The Rocky Hill Coal Mine Case

The Rocky Hill Coal Mine Case
March 2, 2019 Christina Mullin

Inspiring News: A Group of Residents Prevented a Coal Mine from Being Built in their community in Australia.

The Rocky Hill coal mine caseis being hailed as a landmark in “climate litigation” – and not just in Australia. So what is climate litigation? And what impact is it having on companies and governments around the world?

NSW court sent shock waves through the nation’s mining industry earlier this month when it rejected a coal mine planned in Gloucester, a dairy and beef farming area on the state’s mid-north coast. The reason, in part, was the mine’s impact on climate change.

That a court had taken into account climate change was lauded as a landmark. But this case is just part of a much bigger picture. All around the world, there is a growing push to use the law to nudge companies and investors to take action to curb global warming – particularly as our politicians are failing to do so. The growth in international jurisprudence directly linking fossil fuel developments with climate change may also lead banks and others who would traditionally invest in these industries to consider alternatives.

Climate litigation is emerging everywhere around the world, meaning that people have an interest in seeing what courts in other countries decide. In Norway, for example, NGOs are challenging the constitutionality of a government decision to license new blocks of the Barents Sea for deep-sea oil and gas extraction.

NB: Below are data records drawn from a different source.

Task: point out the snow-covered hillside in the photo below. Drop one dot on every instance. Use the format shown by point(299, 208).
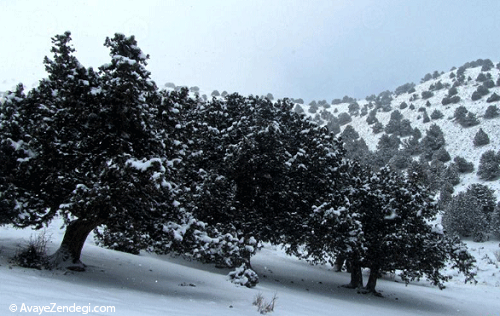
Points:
point(160, 285)
point(459, 140)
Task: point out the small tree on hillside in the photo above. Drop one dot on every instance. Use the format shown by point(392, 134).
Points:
point(481, 138)
point(489, 166)
point(491, 112)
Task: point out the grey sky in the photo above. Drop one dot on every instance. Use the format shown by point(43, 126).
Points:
point(308, 49)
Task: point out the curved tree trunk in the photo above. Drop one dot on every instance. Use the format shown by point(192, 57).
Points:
point(68, 254)
point(372, 281)
point(356, 275)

One reason for the rise in climate litigation is that the science is becoming ever better understood. That provides a deeper and richer evidence base that – unlike much of our parliamentary debate or the shadowy conspiracist corners of the internet – can withstand cross-examination.

Given that meeting the Paris Agreement’s temperature goals requires leaving a significant portion of fossil fuels in the ground, this acknowledgment by the judge in Rocky Hill is of great importance, not only for Australia but also for other fossil fuel-producing countries where litigation is taking place.